Anggota Komisi II DPR Akui Aturan Presiden Boleh Kampanye Ambigu

CNN Indonesia
Selasa, 30 Jan 2024 06:05 WIB
Jakarta, CNN Indonesia --

Anggota Komisi II DPR Guspardi Gaus menilai dua pasal dalam UU Nomor 7 Tahun 2017 tentang Pemilu yang mengatur presiden boleh berkampanye ambigu.

Dua pasal tersebut masing-masing yakni Pasal 299 dan 281 UU Nomor 7 Tahun 2017 tentang Pemilu.

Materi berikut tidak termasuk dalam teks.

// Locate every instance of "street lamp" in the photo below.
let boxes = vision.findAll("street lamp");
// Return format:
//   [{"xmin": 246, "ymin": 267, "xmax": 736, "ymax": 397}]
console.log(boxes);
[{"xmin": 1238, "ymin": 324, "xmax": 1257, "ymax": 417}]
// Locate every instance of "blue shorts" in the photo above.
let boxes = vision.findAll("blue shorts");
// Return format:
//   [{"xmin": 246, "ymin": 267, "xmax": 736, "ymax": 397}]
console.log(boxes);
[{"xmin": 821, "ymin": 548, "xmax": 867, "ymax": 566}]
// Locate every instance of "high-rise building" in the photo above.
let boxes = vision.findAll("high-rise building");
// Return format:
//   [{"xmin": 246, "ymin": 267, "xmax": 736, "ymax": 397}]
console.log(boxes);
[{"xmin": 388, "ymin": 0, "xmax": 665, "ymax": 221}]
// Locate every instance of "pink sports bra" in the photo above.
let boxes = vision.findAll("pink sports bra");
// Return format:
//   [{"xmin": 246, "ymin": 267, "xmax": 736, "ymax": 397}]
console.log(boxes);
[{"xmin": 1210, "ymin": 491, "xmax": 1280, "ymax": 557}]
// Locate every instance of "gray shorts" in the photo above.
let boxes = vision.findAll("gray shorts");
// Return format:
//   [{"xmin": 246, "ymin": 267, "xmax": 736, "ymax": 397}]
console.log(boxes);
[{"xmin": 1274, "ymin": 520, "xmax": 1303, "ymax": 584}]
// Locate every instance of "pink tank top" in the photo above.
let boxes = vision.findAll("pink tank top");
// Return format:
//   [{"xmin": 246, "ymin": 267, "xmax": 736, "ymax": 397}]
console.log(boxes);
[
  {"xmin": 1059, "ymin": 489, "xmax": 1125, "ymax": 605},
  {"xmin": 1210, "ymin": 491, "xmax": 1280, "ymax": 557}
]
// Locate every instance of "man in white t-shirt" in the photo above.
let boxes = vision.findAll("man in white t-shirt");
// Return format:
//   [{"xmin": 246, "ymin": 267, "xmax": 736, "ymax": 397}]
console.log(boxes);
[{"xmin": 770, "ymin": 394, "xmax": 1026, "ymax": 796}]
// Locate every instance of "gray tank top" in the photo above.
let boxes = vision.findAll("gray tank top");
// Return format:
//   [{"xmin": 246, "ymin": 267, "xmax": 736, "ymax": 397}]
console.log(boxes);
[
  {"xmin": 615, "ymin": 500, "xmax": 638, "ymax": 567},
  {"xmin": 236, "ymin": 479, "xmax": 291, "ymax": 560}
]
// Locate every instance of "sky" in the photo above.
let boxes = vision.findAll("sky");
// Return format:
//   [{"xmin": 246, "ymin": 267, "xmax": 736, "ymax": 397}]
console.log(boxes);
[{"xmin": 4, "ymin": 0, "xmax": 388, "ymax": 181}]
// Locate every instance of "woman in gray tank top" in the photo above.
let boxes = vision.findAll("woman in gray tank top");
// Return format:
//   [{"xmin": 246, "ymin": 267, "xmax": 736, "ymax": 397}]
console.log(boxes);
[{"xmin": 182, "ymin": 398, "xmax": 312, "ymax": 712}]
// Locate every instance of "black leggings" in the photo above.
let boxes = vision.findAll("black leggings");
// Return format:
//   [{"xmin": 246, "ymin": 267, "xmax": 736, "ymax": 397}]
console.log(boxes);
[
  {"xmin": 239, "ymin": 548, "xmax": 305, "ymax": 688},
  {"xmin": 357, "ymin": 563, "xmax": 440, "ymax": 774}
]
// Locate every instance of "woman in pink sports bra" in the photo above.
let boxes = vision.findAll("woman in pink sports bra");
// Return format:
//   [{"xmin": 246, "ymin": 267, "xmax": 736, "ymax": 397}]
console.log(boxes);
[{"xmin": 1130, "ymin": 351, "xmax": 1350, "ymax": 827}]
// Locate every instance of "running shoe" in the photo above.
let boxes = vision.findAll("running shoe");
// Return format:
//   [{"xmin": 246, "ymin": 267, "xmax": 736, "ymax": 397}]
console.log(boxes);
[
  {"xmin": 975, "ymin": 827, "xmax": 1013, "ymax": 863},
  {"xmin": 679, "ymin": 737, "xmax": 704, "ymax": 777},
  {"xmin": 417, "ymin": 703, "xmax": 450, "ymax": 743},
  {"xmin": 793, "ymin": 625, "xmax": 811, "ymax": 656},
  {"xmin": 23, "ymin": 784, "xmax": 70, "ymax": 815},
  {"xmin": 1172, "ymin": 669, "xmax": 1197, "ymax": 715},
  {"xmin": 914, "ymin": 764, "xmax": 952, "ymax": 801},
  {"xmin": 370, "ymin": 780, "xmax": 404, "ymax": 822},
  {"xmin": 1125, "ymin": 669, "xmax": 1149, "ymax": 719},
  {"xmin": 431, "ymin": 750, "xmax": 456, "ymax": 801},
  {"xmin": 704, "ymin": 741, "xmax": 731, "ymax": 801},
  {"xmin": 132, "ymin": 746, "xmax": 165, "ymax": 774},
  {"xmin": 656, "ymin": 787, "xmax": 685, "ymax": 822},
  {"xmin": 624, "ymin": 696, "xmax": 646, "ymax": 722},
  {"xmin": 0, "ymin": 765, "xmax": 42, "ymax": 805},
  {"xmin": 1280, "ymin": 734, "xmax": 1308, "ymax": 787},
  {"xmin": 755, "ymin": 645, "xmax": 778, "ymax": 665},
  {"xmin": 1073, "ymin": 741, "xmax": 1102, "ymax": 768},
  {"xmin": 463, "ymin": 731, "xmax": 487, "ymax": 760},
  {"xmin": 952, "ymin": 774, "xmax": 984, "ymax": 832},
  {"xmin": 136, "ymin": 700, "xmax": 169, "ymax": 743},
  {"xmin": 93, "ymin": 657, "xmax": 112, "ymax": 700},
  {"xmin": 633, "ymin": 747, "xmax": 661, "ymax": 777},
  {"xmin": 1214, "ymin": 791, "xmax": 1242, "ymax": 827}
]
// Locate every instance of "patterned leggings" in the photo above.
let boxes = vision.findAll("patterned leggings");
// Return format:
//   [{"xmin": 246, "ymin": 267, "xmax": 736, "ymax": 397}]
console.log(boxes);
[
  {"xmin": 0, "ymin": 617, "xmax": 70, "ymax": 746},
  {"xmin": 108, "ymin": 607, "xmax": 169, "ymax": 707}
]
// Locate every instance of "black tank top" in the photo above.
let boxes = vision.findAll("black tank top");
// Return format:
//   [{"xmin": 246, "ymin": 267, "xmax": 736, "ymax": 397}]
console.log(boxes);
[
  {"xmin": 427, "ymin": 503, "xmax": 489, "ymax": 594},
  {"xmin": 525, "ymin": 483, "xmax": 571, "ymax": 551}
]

Menurut Guspardi, pasal tersebut harus direvisi karena kontradiktif.

"Saran saya adalah perlu dilakukan perumusan ulang terhadap UU ini, dilakukan revisi UU untuk penyempurnaan terhadap UU Nomor 7 Tahun 2017 ini, khususnya tentang apakah presiden boleh, berhak, dan sebagainya. Kemudian bagaimana pula tentang kalimat, narasi berikutnya itu yang ambigu," ucap Guspardi saat dihubungi, Senin (29/1).

ADVERTISEMENT

SCROLL TO CONTINUE WITH CONTENT

Pasal 281 mengatur soal syarat bagi presiden dan wakil presiden yang ingin berkampanye. Pasal tersebut mengatur dua syarat, yakni tidak boleh menggunakan fasilitas negara dan harus izin cuti terlebih dahulu.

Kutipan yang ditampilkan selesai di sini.